The content of the article:

  1. Causes and risk factors
  2. Symptoms
  3. Diagnostics
  4. Treatment
  5. Possible complications and consequences
  6. Forecast

Anhydrotic ectodermal dysplasia is a hereditary disease caused by a genetic defect and characterized by congenital anomalies in the development of teeth, sweat and sebaceous glands, hair follicles and glands of the mucous membranes.

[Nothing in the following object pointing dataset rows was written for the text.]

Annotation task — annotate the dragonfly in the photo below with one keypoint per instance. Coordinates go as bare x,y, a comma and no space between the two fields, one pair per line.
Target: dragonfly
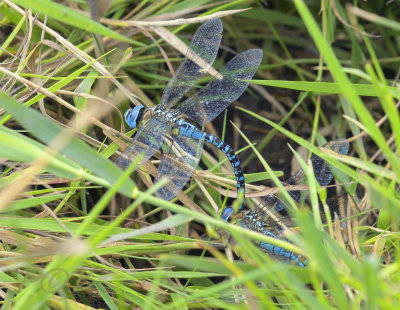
266,217
172,125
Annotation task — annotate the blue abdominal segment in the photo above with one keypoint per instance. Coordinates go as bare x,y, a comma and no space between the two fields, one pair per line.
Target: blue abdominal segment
267,219
187,129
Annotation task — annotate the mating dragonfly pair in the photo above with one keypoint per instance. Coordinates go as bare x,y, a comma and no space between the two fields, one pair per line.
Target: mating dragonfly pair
167,128
182,142
266,217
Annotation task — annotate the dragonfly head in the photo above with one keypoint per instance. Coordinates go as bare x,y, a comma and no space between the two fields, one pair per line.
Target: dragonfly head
134,115
227,213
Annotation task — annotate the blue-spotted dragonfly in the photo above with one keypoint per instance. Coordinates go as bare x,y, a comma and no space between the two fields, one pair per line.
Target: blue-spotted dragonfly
266,217
172,129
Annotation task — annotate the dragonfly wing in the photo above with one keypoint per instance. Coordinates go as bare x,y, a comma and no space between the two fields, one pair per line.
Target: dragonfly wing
148,140
177,164
222,90
322,170
203,50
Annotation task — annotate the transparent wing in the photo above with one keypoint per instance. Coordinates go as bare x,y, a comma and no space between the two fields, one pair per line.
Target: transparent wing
210,101
177,164
204,47
322,170
147,140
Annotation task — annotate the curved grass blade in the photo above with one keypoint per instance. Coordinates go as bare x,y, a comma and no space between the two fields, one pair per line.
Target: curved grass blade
46,131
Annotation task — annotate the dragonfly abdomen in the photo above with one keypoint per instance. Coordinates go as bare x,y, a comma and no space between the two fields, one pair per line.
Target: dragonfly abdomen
187,129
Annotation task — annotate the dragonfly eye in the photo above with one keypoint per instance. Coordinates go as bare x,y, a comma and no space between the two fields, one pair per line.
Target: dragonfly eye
227,213
133,116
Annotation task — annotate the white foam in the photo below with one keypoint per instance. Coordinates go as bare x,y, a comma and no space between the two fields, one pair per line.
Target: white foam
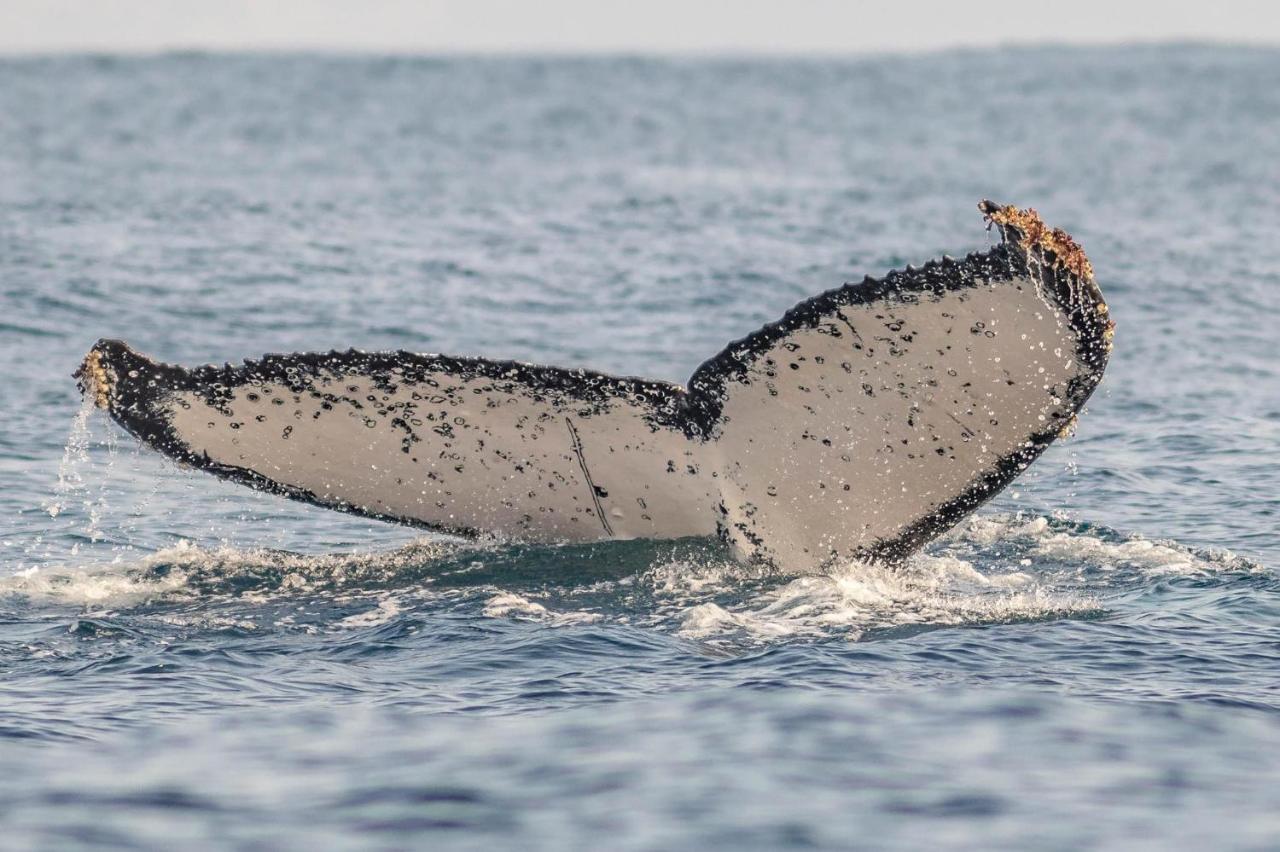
515,607
859,598
1106,552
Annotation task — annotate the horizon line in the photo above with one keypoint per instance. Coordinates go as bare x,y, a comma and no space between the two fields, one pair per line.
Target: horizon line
533,51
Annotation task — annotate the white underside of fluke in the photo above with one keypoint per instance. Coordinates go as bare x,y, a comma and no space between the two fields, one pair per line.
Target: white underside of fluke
864,422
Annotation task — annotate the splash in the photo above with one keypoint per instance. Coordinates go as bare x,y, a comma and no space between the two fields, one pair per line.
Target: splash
73,486
71,476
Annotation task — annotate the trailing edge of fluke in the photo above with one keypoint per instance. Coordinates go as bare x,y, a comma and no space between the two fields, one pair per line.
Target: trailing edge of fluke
864,422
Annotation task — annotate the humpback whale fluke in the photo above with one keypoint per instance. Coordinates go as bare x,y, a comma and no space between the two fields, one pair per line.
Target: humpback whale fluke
864,422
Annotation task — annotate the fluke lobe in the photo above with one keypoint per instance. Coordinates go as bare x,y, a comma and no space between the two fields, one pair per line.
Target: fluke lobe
864,422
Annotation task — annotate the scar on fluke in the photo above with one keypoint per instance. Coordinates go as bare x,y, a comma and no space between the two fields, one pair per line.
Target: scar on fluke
760,430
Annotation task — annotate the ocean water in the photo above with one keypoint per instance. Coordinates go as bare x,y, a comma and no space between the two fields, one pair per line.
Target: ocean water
1093,659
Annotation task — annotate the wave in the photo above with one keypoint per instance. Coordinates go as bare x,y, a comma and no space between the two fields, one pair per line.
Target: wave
991,569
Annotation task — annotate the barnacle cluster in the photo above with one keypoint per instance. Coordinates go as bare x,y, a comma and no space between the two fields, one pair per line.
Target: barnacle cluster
1036,233
94,379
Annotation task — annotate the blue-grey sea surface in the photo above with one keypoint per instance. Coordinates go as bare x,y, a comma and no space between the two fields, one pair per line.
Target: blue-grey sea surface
1093,659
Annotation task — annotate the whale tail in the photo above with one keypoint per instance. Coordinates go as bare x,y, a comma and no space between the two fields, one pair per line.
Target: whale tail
865,421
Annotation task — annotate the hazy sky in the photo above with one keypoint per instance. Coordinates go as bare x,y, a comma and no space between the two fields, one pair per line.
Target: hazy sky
663,26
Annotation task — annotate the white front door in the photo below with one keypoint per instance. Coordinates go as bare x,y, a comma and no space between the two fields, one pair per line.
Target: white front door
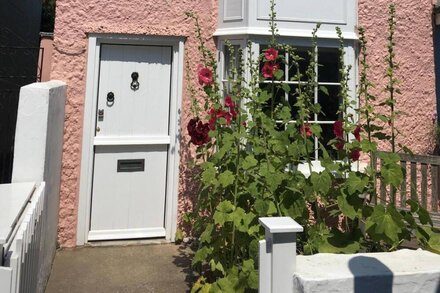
131,142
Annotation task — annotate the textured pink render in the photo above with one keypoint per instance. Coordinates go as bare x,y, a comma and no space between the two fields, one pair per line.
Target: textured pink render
76,18
415,54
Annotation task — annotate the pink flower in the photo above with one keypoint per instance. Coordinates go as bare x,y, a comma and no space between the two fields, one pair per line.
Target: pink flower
205,76
307,129
355,155
269,69
271,54
338,129
357,133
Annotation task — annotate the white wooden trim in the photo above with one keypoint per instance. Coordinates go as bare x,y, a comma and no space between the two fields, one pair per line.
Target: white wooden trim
282,32
85,189
141,140
126,234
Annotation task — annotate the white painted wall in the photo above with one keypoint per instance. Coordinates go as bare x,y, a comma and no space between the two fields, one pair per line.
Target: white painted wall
403,271
38,154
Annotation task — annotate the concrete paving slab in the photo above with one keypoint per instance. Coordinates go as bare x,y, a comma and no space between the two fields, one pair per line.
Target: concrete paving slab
146,268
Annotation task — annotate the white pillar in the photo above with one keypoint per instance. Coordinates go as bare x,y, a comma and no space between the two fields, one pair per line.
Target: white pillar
278,254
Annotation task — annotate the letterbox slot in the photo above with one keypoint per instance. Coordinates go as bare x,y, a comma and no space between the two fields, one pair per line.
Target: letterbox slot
137,165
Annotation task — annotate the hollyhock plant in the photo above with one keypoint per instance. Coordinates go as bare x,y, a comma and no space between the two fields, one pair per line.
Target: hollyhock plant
355,155
205,76
271,54
198,131
216,114
357,133
338,129
269,69
307,129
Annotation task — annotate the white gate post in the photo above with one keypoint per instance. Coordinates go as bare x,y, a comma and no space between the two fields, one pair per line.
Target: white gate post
278,254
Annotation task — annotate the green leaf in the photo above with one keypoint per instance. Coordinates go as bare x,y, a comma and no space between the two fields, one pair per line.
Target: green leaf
249,162
208,174
385,224
346,208
285,87
207,234
321,182
324,90
202,255
223,213
356,183
226,178
392,174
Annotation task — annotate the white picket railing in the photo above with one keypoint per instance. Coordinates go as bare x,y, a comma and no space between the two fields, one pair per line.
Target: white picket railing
22,250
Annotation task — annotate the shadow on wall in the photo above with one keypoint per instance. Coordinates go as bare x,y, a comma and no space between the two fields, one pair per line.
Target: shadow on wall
370,275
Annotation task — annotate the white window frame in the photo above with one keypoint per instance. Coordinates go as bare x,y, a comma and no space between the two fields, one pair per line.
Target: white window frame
350,59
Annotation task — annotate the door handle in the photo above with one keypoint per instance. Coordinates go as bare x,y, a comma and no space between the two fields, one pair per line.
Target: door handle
110,97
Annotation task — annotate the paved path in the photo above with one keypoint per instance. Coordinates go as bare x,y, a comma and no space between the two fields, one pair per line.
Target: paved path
146,268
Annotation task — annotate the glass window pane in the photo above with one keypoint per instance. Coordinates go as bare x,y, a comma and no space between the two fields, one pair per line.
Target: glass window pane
279,95
231,56
303,63
328,59
329,103
326,136
281,65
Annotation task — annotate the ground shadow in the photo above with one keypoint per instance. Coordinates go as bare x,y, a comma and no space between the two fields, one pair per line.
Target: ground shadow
370,275
183,261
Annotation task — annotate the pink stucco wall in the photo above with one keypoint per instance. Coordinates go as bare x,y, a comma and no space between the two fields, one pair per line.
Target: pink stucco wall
414,53
75,18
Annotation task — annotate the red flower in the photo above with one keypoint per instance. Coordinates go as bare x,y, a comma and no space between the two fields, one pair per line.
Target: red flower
355,155
205,76
216,114
306,127
340,144
229,102
271,54
338,129
357,133
269,69
198,131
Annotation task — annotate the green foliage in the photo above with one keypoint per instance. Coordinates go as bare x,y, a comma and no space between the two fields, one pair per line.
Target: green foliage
249,169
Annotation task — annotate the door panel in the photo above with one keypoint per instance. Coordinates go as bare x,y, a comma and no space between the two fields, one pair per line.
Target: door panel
134,112
131,143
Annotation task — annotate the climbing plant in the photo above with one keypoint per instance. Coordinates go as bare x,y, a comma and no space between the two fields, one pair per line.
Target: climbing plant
249,150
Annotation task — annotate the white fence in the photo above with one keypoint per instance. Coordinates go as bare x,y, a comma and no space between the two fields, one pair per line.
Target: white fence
282,271
29,218
22,247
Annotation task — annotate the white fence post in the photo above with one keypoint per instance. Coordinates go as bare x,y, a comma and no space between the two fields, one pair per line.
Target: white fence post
278,254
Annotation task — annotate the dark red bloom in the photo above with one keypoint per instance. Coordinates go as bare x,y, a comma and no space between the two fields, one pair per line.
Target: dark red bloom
355,155
205,76
229,102
198,131
216,114
307,129
340,144
357,133
269,69
338,129
271,54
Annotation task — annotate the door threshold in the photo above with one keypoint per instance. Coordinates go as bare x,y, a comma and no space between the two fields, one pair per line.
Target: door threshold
130,242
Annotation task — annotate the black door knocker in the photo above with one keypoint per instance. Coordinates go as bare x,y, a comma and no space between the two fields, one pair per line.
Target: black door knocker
134,84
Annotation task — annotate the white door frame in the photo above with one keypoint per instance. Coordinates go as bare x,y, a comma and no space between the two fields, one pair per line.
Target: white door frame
86,176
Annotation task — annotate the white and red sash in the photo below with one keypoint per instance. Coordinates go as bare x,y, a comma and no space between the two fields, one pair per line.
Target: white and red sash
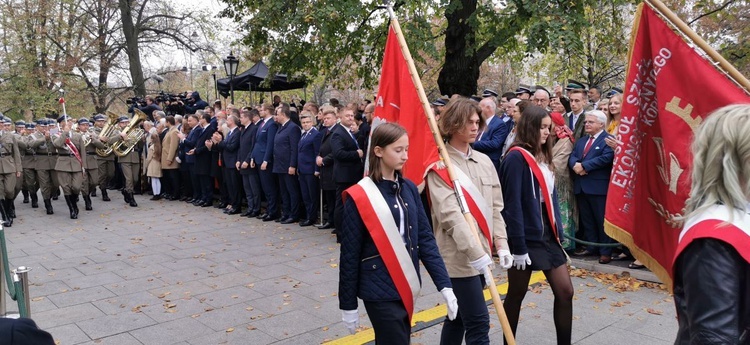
715,223
379,222
537,171
479,208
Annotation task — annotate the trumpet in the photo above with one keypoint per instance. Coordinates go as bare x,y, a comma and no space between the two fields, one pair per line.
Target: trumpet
107,131
133,135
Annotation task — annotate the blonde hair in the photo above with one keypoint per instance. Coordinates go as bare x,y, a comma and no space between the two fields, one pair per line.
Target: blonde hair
721,161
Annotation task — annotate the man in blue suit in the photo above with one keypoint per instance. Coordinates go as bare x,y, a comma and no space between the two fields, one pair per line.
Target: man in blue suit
262,157
285,148
591,161
491,138
229,149
307,152
250,180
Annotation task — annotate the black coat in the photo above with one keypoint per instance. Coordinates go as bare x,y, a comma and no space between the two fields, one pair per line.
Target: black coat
349,166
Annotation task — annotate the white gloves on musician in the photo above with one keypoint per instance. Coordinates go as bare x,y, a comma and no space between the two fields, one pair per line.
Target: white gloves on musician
451,302
350,319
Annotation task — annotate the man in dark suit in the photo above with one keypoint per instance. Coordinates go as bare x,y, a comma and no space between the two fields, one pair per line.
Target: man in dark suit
229,149
491,138
262,157
591,161
286,144
324,161
347,156
203,161
308,148
250,179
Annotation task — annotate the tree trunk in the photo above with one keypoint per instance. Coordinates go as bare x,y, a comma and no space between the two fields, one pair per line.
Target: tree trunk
131,42
461,69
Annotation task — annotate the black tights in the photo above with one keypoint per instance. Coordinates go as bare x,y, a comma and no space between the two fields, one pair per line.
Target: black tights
562,288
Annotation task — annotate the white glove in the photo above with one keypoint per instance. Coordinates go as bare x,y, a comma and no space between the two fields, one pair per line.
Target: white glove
520,261
506,259
482,263
351,320
451,302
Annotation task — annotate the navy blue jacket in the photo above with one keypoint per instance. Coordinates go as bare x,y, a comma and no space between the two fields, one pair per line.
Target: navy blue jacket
307,151
285,145
597,163
523,203
361,270
190,143
492,140
263,146
229,148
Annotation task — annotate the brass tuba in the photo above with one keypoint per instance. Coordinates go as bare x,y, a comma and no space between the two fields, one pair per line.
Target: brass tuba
109,128
133,134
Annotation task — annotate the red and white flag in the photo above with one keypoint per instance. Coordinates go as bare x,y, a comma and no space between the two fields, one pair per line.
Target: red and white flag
670,88
397,101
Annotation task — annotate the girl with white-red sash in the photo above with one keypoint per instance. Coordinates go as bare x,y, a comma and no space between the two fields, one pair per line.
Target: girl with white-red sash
712,262
532,218
384,235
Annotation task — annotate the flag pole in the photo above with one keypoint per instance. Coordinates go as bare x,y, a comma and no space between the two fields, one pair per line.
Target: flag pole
687,31
496,301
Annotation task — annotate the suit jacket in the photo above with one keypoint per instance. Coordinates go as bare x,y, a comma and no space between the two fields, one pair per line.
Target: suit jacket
230,147
263,146
492,140
326,171
597,163
349,166
286,144
307,152
169,146
244,154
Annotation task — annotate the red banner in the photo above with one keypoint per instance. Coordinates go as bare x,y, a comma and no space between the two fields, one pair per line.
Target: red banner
669,90
397,101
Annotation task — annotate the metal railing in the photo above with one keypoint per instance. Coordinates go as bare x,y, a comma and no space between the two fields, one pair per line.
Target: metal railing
18,283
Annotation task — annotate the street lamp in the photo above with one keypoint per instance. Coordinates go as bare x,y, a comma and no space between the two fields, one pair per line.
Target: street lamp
230,66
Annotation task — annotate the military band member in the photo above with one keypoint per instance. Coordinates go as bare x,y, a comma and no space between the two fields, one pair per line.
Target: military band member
46,158
10,170
106,164
28,161
130,163
69,167
91,165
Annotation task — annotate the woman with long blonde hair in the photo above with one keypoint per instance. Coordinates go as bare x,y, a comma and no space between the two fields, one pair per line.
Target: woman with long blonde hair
712,261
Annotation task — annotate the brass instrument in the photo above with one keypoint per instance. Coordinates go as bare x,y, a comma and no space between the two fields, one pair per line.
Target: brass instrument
107,131
133,134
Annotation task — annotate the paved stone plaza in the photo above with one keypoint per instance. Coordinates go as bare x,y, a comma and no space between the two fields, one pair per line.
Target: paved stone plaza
171,273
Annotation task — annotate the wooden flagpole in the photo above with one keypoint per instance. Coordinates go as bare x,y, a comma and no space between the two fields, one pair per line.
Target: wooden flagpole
693,36
496,301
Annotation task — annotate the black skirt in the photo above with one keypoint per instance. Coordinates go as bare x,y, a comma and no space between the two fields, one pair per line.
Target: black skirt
547,254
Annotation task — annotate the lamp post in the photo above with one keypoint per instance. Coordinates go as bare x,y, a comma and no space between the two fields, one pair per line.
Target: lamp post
230,66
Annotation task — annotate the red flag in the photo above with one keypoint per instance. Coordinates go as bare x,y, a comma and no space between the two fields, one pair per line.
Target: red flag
670,88
397,101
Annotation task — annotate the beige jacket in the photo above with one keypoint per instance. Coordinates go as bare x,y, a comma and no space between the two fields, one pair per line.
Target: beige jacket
457,244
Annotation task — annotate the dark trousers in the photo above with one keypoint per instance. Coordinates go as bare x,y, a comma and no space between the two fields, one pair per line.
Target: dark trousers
233,183
268,184
473,319
389,321
591,218
308,184
289,190
329,197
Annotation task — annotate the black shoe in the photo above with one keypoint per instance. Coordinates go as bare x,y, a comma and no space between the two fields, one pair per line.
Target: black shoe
327,225
289,221
87,203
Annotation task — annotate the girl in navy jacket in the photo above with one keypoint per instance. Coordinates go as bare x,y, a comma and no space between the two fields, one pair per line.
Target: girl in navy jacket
364,272
532,240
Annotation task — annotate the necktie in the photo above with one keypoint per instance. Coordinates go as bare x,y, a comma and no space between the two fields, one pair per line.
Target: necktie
588,145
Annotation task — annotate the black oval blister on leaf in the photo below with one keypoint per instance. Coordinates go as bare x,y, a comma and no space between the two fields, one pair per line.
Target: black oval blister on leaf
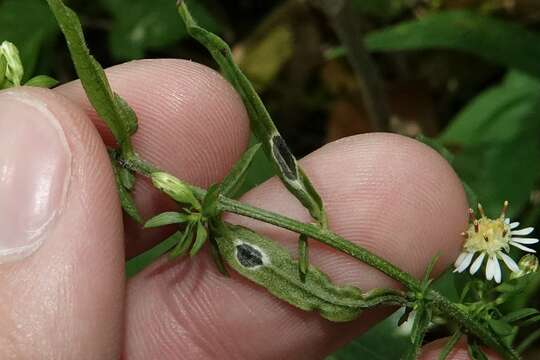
248,256
284,157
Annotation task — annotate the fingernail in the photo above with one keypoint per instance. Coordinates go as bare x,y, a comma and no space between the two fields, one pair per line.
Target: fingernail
34,174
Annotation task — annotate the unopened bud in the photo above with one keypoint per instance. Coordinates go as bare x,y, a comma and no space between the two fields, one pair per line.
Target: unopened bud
528,264
175,188
14,70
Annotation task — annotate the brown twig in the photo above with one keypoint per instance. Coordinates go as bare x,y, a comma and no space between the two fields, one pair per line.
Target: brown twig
349,32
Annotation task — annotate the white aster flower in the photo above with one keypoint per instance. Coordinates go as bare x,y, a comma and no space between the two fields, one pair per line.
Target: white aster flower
490,239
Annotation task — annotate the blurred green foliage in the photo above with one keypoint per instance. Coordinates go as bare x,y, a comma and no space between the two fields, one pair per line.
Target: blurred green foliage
477,60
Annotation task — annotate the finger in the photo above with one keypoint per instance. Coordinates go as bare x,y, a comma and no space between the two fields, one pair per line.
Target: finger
432,350
392,195
61,243
191,122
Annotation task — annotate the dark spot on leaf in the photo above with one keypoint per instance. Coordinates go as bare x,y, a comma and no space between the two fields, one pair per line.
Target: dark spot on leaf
248,256
284,157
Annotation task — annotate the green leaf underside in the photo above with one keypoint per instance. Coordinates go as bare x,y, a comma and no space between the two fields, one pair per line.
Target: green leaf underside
419,329
29,25
234,180
184,242
200,239
497,41
271,266
475,352
149,25
126,199
166,218
261,123
107,104
143,260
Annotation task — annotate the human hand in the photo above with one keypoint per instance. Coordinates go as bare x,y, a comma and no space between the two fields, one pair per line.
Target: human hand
63,293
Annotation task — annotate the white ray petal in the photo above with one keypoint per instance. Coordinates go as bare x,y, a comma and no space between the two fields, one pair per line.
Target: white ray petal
521,232
477,263
508,261
460,258
525,240
465,262
522,247
497,270
489,269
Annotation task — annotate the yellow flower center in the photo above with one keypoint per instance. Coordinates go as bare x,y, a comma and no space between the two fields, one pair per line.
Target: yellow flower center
488,235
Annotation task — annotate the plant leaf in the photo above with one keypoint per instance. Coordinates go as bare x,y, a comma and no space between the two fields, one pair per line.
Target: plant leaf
520,314
210,202
184,243
421,322
234,180
200,239
42,81
475,352
271,266
138,263
465,31
108,106
450,345
303,256
262,126
166,218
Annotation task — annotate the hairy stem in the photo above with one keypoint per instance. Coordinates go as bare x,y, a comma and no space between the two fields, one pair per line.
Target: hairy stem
445,306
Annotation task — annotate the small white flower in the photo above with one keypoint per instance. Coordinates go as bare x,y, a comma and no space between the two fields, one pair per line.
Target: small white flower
491,240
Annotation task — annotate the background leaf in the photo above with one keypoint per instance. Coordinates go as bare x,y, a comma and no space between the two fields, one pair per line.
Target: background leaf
142,25
495,40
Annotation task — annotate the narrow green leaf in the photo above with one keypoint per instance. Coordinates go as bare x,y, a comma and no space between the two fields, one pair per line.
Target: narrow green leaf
126,178
264,129
138,263
450,345
271,266
184,243
175,188
3,69
235,178
429,269
500,327
128,204
465,31
42,81
166,218
126,200
520,314
216,255
303,256
92,76
200,239
210,202
475,352
421,322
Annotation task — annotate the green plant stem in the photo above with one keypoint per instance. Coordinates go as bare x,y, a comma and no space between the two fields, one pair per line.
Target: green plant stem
348,28
445,306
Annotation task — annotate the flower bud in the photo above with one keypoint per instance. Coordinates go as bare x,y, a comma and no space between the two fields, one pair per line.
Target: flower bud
528,264
14,69
175,188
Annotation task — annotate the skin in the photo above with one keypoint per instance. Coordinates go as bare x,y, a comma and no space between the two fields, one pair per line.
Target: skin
70,299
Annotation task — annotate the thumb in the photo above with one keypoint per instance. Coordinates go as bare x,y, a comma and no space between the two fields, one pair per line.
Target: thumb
61,237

A triad specific to this pathology:

  • an- or hypohidrosis (decreased activity of the sweat glands);
  • hypo-, oligo- or adontia (defects in the dentition);
  • hypotrichosis (paucity of hair).

Women can be carriers of the defective gene (there are no clinically significant manifestations of the disease in this case, the symptoms are minimal: impaired development of individual teeth, poor hair growth and decreased sweating), only males are ill. The complete symptom complex of the disease in women is paradoxical and extremely rare.

The disease was first described in 1848 by the French scientist J. Touraine; in 1913 by the German dentist J. Christ and in 1929 by the German dermatologist H. Siemens the clinical manifestations were detailed.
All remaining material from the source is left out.